With the restoration of the French government in the latter part of the Second World War, relations between Spain and France became more complex. Exiled Spanish Communists had infiltrated northern Spain from France via the Val d'Aran but were repelled by Franco's army and police forces. The border between the two countries was temporarily closed by the French in June 1945.

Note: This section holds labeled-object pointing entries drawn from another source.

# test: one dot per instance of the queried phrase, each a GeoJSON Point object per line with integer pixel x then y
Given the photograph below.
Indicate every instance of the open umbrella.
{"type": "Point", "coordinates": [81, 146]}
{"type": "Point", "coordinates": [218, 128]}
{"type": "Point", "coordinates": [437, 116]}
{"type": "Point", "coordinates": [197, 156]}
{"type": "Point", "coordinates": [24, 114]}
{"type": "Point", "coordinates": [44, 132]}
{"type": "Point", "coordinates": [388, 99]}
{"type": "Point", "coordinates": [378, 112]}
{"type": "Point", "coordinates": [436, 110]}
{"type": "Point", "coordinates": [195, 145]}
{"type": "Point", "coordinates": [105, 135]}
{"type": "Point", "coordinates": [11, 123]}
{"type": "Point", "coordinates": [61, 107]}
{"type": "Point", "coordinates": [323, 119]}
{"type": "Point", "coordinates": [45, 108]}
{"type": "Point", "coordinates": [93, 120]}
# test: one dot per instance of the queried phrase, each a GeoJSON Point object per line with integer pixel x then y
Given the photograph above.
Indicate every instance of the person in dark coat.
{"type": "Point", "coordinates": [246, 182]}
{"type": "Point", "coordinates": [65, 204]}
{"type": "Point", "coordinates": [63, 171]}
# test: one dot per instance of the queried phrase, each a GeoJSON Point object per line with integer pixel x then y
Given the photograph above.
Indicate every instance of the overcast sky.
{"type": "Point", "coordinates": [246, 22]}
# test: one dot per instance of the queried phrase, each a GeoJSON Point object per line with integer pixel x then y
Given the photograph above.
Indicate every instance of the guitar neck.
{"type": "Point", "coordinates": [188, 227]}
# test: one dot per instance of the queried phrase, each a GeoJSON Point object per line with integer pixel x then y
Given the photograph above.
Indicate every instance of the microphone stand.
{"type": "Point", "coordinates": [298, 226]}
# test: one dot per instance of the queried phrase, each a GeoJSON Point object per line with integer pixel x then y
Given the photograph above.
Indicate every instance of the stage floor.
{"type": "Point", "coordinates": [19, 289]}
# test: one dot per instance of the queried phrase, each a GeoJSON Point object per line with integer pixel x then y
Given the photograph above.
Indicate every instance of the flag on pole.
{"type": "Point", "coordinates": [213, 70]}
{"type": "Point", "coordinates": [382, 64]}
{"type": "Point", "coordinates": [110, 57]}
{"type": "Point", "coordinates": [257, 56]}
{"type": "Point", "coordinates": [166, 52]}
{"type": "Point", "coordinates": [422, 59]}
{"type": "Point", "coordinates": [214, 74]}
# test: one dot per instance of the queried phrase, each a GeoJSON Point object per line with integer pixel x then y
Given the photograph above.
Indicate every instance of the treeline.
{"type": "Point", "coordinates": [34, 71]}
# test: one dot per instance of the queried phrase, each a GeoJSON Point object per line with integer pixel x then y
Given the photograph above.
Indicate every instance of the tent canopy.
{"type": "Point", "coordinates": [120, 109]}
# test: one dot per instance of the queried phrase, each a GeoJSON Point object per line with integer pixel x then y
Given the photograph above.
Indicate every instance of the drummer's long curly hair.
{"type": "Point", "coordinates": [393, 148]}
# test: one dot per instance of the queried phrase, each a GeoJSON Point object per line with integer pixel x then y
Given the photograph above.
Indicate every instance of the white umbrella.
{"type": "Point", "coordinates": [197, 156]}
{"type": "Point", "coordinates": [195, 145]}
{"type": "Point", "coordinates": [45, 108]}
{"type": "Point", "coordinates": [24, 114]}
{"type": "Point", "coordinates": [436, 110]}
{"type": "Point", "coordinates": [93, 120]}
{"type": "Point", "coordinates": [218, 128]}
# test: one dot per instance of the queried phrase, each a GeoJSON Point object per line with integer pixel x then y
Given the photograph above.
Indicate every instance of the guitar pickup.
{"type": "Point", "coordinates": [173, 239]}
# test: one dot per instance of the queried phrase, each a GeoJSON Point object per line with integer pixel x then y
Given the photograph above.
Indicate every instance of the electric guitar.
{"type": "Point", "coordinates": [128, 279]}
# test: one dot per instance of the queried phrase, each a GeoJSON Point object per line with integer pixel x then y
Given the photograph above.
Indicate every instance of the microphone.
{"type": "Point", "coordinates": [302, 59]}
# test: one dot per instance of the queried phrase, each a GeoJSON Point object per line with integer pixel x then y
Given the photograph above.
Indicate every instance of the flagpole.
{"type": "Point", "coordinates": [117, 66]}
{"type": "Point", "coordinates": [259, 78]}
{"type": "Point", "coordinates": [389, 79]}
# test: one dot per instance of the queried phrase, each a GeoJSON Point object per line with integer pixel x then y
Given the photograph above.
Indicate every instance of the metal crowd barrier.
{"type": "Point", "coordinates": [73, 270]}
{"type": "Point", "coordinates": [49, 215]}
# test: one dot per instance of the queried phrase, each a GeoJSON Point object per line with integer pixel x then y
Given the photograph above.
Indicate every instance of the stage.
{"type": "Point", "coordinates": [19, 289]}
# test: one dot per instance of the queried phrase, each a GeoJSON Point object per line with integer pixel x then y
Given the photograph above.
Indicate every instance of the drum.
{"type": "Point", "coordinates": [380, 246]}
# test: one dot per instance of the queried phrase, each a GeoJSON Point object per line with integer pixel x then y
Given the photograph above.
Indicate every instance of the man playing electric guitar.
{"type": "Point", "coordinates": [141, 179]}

Between World War and Cold War, 1945–1949
The border between France and Spain was closed indefinitely on 1 March 1946, following the execution of the Communist guerrilla Cristino García in Spain. The Franco government criticized the action, commenting that many refugees from France had used the same border to escape to safety in Spain during the war. Several days after the border closing, France issued a diplomatic note with the United States and Britain calling for the formation of a new provisional government in Madrid. Additionally, Spain's formerly close relationship with Italy and Nazi Germany led to suspicion and accusations. Some Nazis and French collaborators fled to Francoist Spain following the end of the war, most notably Pierre Laval, who was turned over to the Allies in July 1945. One French report claimed that 100,000 Nazis and collaborators were sheltered in Spain. The Soviet Union declared there were 200,000 Nazis in the country and that Franco was manufacturing nuclear weapons and intended to invade France in 1946.The Franco regime during the Cold War, 1949–1975
With the advent of the Cold War, relations gradually improved. The Pyrenean border was re-opened again in February 1948. Several months later France signed a commercial agreement with the Franco government. Relations further improved in 1950 when the French government, concerned about international subversion, forced the Spanish Communist Party to leave France.Franco-Spanish relations would become more tense with the rise to power of Charles de Gaulle, especially when the rebel French general Raoul Salan found sanctuary among Falangists in Spain for six months in 1960–61. Nevertheless, some commercial relations were done, the French finance minister visited Madrid in April 1963 to conclude a new commercial treaty.